This repository contains the code related to the paper DoggifAI: a transformer based approach for antibody caninisation
DoggifAI is a canine antibody (Ab) framework region (FR) generation model, conditioned on the complimentarity determining regions (CDRs). The model follows a standard T5 transformer architecture and can be trained with or without semi-supervised pretraining.
Below is a short guide to get started with the code base
The enviroment should be set up using conda form the environment.yml file. This can be done using the command
conda env create -f environment.yml
conda activate doggifai
Training is started by running the train.py script which takes a config path argument and a flag to log the results to wandb.
The code can be run on slurm based computing clusters by modifying the example train.sh script for the cluster you are going to use.
The code is built for logging using Weights and Biases. In case code is run locally the user will be prompted to log in on the first use of the code.
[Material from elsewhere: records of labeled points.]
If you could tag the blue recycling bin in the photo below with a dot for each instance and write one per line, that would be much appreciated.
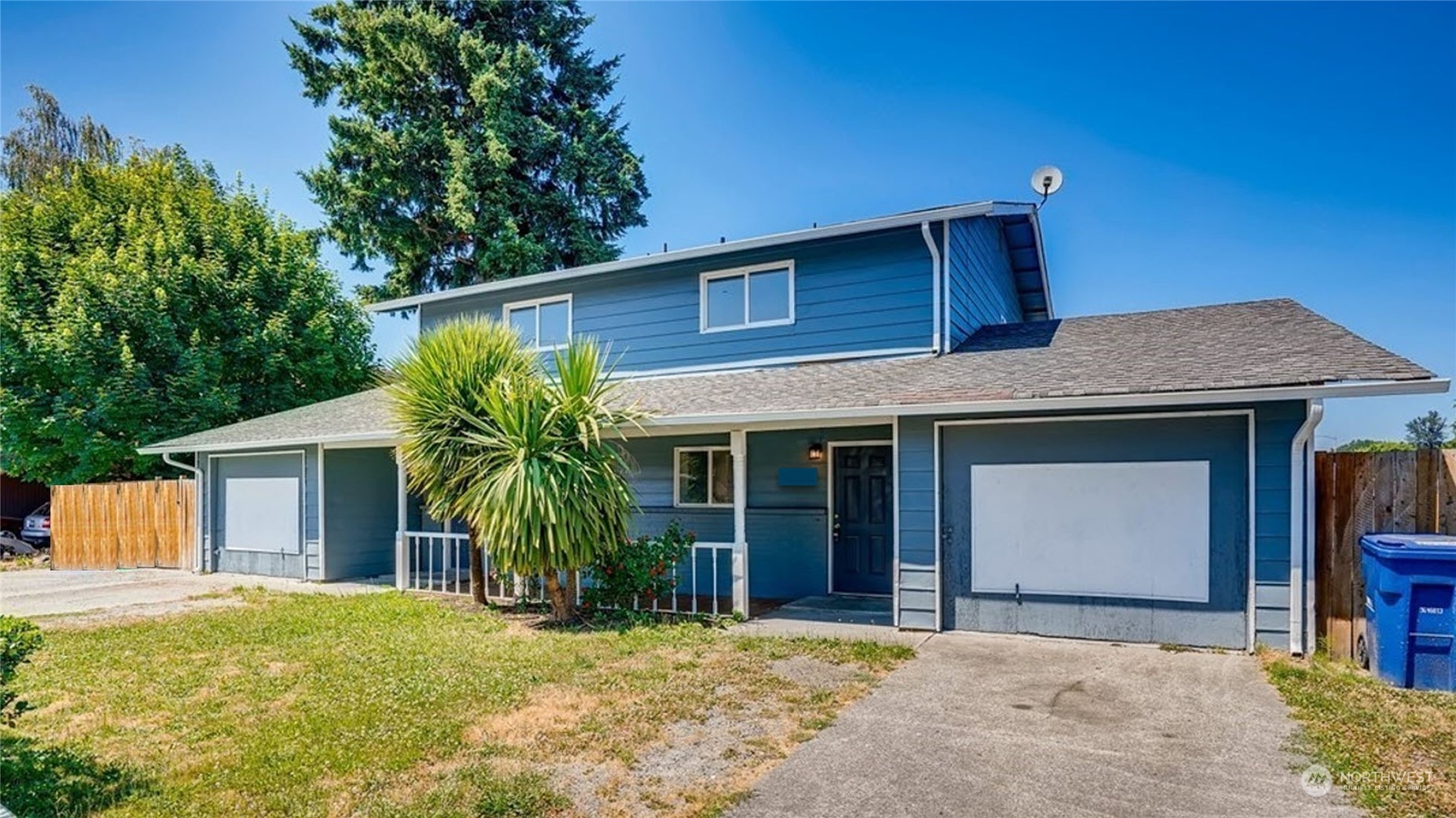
(1411, 608)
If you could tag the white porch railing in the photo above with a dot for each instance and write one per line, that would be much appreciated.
(712, 578)
(440, 562)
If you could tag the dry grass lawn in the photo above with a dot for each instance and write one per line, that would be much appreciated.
(386, 705)
(1391, 750)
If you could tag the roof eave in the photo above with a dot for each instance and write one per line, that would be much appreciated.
(1121, 400)
(707, 251)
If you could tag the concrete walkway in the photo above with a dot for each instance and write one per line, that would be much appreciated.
(144, 591)
(1009, 725)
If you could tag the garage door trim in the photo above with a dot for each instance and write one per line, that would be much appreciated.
(1251, 470)
(303, 489)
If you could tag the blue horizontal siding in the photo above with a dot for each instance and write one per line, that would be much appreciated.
(852, 295)
(786, 526)
(360, 494)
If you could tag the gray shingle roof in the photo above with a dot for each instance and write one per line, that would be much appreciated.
(1225, 347)
(362, 414)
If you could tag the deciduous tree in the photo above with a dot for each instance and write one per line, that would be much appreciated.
(1426, 431)
(143, 300)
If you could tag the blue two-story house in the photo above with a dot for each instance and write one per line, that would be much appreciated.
(886, 408)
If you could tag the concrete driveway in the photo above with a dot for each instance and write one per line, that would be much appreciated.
(1008, 725)
(144, 591)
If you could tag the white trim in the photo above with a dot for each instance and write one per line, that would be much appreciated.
(705, 251)
(945, 285)
(303, 503)
(1101, 417)
(708, 476)
(738, 462)
(369, 443)
(746, 273)
(1309, 541)
(772, 363)
(894, 510)
(1251, 466)
(402, 522)
(324, 529)
(372, 438)
(1251, 610)
(935, 287)
(197, 505)
(1299, 447)
(864, 414)
(829, 508)
(1353, 389)
(1042, 258)
(938, 526)
(537, 303)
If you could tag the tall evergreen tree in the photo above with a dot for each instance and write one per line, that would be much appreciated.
(475, 140)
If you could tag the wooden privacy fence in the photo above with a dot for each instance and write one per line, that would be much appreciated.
(137, 524)
(1360, 493)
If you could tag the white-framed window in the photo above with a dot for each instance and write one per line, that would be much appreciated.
(702, 475)
(746, 297)
(544, 323)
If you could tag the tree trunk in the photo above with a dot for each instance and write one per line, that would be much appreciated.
(563, 604)
(477, 568)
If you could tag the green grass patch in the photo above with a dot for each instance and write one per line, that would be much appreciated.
(1392, 750)
(383, 705)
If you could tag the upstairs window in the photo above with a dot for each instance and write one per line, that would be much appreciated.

For use on distributed compute clusters, we recommend exporting the wandb API key as shown in the train.sh example script.
If logging is not used, the outputs will only be shown in the console.
Training is started by running the sample.py script which takes a config path argument and a flag for how many sequences to generate per input.
The code can be run on slurm based computing clusters by modifying the example sample.sh script for the cluster you are going to use.
Example configs are provided in the configs folder. These are split between training scripts and test scripts (inference). They provide examples for pretaining and finetuning set ups as well as cases like resuming runs from checkpoints.
The respository also contains most of the scripts used to generate the figures included in the paper as jupyter notebooks. These are not crucial for the working of the model, but can be used to compare outputs to those in our publication.
The canine dataset used to train the model, including the files for light kappa, light lambda, and heavy immunoglobulin chains as well as the trained Large OAS model, is available HERE.
The OAS dataset can be provided upon request.